One of the things that I saw a lot on these hour+ long drives to the factories, were the families sharing the mopeds/motorbikes. Although I've see it so many times in China, it amazed me to see the women riding side saddle due to the restricted movements in their saris. Often is was four people with a second child seated between the parents. Almost no one uses a helmet either, although the government is desperately trying to enforce this compulsory law. They certainly don't have the man power to stop every bike with non-helmet wearing passengers. Instead, they are using signs, like this one at right, at toll booths that you must pass through when traveling 40 minutes outside the center of Mumbai.
Another option are the Auto-pedicabs (shown left.) They were out in droves this morning. I didn't see them within Mumbai center much, so I'm not sure what their driving restrictions are, but just outside the center -- VOILA! They are about as wide as 2 seats at the cinema, smooshed together and are set-up like a trike with 2 wheels at the back and one front. The driver most often, from what I noticed, is barefoot and sitting on one foot casually as he navigates the traffic and roads. Three people are often seen to have poured themselves into the back, sitting upon one another in order to fit. Yes, it's a less expensive mode of transportation from the taxis that also abound.

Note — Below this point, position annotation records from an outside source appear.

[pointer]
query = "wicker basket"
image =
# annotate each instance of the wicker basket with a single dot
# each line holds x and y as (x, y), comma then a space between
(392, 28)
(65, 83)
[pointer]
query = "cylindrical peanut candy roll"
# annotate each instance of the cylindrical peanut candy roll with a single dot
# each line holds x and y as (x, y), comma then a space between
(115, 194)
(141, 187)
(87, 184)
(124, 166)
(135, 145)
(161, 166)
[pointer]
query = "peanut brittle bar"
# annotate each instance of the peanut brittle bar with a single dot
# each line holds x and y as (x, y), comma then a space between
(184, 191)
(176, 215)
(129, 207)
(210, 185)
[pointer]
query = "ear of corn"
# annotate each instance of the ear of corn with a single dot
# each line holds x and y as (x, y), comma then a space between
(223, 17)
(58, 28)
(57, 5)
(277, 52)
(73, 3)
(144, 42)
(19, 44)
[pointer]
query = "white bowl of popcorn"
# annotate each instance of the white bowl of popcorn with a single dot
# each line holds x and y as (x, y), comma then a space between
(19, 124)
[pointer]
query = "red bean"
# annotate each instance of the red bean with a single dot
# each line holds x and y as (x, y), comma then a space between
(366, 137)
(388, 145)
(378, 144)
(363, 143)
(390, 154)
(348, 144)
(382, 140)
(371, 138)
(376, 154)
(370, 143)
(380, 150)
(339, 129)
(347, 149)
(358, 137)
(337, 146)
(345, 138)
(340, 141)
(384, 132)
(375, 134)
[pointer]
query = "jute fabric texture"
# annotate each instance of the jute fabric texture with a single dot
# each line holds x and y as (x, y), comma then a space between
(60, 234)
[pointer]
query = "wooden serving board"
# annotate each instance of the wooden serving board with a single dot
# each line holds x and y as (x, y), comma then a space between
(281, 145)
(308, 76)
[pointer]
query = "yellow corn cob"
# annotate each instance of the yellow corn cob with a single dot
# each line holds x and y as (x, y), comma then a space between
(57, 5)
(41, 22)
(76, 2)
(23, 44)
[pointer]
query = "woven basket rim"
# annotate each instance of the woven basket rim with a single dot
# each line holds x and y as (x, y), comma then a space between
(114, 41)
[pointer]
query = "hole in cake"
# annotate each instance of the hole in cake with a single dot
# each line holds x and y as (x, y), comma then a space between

A I travel, I find myself trying to imagine what it would be like to live in which ever country I'm visiting. What would I be up against if my finances or class level kept me where I was without much chance of change in my lifetime... A hard thing to think about.
This morning on the way to the knitting factory, we were treated to a stop by a Mumbai landmark.
Perhaps you're thinking what could be so interesting about a bunch of people doing laundry? How about this:
Dan and I couldn't help but stare in awe before grabbing our cameras and going for it. I was hoping my camera would work for a few more minutes (it was slowly dieing), and it didn't let me down. Even let me get a few moments of video (see it at the very bottom of this blog entry)!
This is where the hotels, restaurants and many households send their laundry to be done.
It extends nearly as far as the eye can see!! An amazing sight.
To the left of the area where laundry was being done you can see the commuter train, at times bursting with people. Some hanging on as they half hang out the door.
I have so many photos of the laundry...but only space for a few!!!
There are just SO MANY PEOPLE here.
Everywhere you look - people. You can tell this a bit as you watch how they interact with each other and how they walk. Very little personal space is accounted for. Everyone walks very close to one another...something I see in China and Hong Kong too. I suppose when you put this many people into a small space you don't learn what it's like to have personal space. It really makes you appreciate it when you have those few moments where no one is so close to you. I sometime have to remind myself that people aren't being rude and that their culture is different. It can be very overwhelming when walking through crowds.